The immediate instrument for this push for the alliance as a rebadged DSP was the organisation of a group of ostensible independents in the alliance. From the beginning the dominant influence in this independent group were DSP “non-party Bolsheviks”, who essentially agreed with the political line of the DSP.

As other independents who didn’t agree on all questions with the DSP dropped out, this independent caucus has been reorganised several times.

The focus of the pressure from the DSP and its allied independent caucus has been for the alliance to adopt GLW, the rather well-produced DSP paper, as the paper of the alliance, and for all alliance members and supporters to sell it.

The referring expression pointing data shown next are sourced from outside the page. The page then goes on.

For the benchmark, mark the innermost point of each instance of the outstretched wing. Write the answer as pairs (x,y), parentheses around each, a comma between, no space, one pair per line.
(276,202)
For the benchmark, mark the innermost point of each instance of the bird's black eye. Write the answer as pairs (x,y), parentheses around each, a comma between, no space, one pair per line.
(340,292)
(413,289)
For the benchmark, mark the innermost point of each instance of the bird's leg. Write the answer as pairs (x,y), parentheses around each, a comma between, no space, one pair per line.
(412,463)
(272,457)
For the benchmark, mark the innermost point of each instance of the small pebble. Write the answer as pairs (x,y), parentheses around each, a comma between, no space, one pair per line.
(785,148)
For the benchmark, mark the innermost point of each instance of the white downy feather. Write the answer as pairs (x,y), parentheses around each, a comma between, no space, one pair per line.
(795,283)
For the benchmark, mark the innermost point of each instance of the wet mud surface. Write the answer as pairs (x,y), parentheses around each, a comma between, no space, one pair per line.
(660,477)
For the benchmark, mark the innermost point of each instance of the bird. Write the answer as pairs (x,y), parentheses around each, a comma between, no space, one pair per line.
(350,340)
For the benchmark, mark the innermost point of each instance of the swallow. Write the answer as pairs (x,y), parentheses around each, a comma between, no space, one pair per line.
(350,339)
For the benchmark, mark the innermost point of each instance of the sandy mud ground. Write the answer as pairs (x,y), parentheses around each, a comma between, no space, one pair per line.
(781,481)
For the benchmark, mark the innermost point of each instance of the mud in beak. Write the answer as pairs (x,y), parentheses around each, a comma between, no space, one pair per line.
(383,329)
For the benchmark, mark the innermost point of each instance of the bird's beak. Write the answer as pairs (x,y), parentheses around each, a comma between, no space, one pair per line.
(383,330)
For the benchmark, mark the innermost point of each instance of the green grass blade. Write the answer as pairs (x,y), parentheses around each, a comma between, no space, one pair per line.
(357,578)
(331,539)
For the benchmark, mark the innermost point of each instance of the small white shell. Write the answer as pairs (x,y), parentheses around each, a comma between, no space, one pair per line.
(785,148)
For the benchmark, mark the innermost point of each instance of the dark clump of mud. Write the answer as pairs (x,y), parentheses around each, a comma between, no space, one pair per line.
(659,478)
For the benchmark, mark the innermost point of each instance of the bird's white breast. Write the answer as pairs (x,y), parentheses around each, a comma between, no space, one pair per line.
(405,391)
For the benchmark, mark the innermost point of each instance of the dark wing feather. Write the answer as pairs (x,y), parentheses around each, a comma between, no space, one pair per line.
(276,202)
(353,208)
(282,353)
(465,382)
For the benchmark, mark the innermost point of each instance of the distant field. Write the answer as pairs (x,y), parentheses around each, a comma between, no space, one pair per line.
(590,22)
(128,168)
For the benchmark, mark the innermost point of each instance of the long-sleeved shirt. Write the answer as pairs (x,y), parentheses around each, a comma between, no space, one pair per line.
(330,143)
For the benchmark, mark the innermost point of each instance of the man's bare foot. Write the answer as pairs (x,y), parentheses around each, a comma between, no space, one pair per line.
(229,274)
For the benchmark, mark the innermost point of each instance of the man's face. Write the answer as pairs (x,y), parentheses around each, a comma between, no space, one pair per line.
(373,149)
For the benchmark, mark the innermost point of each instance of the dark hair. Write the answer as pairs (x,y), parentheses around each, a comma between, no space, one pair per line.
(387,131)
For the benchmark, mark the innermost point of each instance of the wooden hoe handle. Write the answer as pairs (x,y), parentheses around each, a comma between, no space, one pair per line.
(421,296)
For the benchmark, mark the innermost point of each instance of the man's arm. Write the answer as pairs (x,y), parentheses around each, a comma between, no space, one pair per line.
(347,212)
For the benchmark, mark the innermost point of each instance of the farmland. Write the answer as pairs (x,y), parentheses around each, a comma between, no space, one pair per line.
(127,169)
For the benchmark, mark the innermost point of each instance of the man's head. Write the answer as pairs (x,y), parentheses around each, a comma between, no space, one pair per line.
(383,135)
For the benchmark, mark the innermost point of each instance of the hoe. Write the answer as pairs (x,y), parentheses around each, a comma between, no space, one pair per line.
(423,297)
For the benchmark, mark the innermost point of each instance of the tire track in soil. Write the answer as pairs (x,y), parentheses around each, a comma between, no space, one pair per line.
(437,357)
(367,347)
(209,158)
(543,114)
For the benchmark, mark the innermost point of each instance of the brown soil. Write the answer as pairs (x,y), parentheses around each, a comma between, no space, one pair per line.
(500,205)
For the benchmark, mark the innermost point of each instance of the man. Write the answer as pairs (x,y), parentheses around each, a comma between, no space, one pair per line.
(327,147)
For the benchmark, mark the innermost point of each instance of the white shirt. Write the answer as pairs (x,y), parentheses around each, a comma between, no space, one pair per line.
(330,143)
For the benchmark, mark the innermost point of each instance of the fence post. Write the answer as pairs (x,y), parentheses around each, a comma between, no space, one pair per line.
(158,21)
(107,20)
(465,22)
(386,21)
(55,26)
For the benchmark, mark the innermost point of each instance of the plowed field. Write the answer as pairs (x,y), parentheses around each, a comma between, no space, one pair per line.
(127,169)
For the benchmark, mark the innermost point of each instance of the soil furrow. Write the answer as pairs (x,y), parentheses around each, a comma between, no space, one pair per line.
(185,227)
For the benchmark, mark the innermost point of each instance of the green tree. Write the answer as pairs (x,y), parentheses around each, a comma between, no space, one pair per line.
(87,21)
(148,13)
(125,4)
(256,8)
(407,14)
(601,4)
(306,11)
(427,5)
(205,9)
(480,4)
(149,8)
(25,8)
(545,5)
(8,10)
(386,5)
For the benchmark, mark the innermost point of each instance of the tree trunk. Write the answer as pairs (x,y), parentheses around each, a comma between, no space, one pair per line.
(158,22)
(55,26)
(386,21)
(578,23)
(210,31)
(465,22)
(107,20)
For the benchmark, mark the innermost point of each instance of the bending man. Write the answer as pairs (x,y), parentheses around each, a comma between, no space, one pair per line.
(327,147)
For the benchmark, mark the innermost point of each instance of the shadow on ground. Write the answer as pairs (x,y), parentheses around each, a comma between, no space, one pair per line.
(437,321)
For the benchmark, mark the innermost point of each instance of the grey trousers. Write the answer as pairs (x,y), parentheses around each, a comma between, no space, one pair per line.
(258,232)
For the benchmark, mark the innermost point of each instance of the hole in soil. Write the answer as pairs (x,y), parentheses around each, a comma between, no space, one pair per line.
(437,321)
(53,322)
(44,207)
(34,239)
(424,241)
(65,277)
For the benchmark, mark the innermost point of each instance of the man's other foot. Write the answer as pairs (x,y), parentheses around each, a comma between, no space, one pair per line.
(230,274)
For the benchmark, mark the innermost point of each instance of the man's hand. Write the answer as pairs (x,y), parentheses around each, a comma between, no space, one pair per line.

A certain amount of rhetoric is used about GLW being open to other points of view, but in practice the DSP leadership uses its mechanical majority to, in broad terms, confine GLW to the political line of the DSP. (Although in the face of the current crisis just this week GLW has published two sharply opposed articles on the crisis in the Socialist Alliance, which is a kind of first for what might have been institutionalised discussion in GLW if the DSP leadership had been serious about a multi-tendency paper. As the saying goes, you can lead a horse to water but you can’t make it drink).

It’s hard to see what mechanism the DSP leadership can find to persuade the ISO and other affiliates to sell a paper the broad political line of which they generally don’t agree with.
The cutting edge of this dispute between the DSP leadership and the ISO and many of the other affiliates is obviously the differences in strategy towards the Labor Party and the Greens.

In the short term, the point has been reached at which the Socialist Alliance resembles a badly dysfunctional marriage. It’s hard to tell whether there’ll be a short-term divorce or the DSP and, in particular the ISO, will stumble on for a bit longer in the way dysfunctional marriages stumble along “for the sake of the children”.

The half-smart rhetoric of Nick Fredman on the GLW discussion list attacking the ISO for holding back the Socialist Alliance process as the DSP sees it, is unlikely to solve any of these problems.

Despite the bland Boyle-Riley Potemkin village story, there’s a real crisis in the Socialist Alliance over these strategic questions and this crisis has led to the emergence of two caves in the DSP leadership which have been battling with each other for some months, but that’s another story.

Watch this space for future developments.